Change 501586 had a related patch set uploaded (by Dzahn; owner: Dzahn):
[operations/puppet@production] icinga/parsoid: disable systemd monitoring on scandium test host

https://gerrit.wikimedia.org/r/501586

Change 501586 merged by Dzahn:
[operations/puppet@production] icinga/parsoid: disable systemd monitoring on scandium test host

https://gerrit.wikimedia.org/r/501586

systemd monitoring has been removed from icinga entirely for scandium. that's what was flapping due to this. all other base monitoring checks are still here and enabled (again).

did this issue get fixed? i just checked scandium and parsoid-vd has been running for 3 weeks

root@scandium:~# systemctl status parsoid-vd
● parsoid-vd.service - parsoid-vd: Testreduce HTTP service for visual-diff results
   Loaded: loaded (/lib/systemd/system/parsoid-vd.service; static; vendor preset: enabled)
   Active: active (running) since Mon 2019-04-15 22:07:01 UTC; 3 weeks 1 days ago
 Main PID: 57596 (nodejs)
    Tasks: 10 (limit: 39321)
   CGroup: /system.slice/parsoid-vd.service
           └─57596 /usr/bin/nodejs server.js --config /etc/testreduce/parsoid-vd.settings.js

Warning: Journal has been rotated since unit was started. Log output is incomplete or unavailable.
root@scandium:~#  sudo journalctl -n 1000 -u parsoid-vd | egrep "8011|FAIL"
root@scandium:~#
Dzahn claimed this task.

did this issue get fixed? i just checked scandium and parsoid-vd has been running for 3 weeks

Thanks! Based on this and also on:

This is not critical. I asked @Dzahn to turn off these alerts for now. Meanwhile, I started a test run to confirm that the service
doesn't terminate when there is activity against the service.

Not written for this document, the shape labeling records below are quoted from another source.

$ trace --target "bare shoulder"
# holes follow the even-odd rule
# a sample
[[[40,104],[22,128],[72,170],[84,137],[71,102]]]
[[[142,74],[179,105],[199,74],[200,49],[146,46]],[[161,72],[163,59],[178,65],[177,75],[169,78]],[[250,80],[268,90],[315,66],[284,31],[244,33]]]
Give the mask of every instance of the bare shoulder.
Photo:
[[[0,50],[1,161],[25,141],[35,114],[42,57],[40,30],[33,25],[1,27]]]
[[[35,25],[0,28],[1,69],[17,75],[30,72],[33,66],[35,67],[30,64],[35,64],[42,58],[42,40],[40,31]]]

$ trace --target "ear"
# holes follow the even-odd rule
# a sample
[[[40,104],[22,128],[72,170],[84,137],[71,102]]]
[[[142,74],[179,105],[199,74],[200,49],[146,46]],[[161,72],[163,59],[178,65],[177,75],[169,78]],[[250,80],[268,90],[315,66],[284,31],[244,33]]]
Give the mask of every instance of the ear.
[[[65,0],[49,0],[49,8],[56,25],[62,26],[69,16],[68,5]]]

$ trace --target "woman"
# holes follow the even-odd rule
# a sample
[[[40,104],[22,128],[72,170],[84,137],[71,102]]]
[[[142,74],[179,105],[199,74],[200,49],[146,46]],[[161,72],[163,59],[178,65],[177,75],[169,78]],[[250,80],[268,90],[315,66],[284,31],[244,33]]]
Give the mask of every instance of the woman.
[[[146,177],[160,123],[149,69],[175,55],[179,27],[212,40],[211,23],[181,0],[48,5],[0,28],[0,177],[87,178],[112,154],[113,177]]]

I would say we can close this. @ssastry if you disagree we can of course reopen it right away.

did this issue get fixed? i just checked scandium and parsoid-vd has been running for 3 weeks

Thanks! Based on this and also on:

This is not critical. I asked @Dzahn to turn off these alerts for now. Meanwhile, I started a test run to confirm that the service
doesn't terminate when there is activity against the service.

I would say we can close this. @ssastry if you disagree we can of course reopen it right away.

I didn't do anything to fix it ... but, if it was something transient and it got fixed .. then that works for me.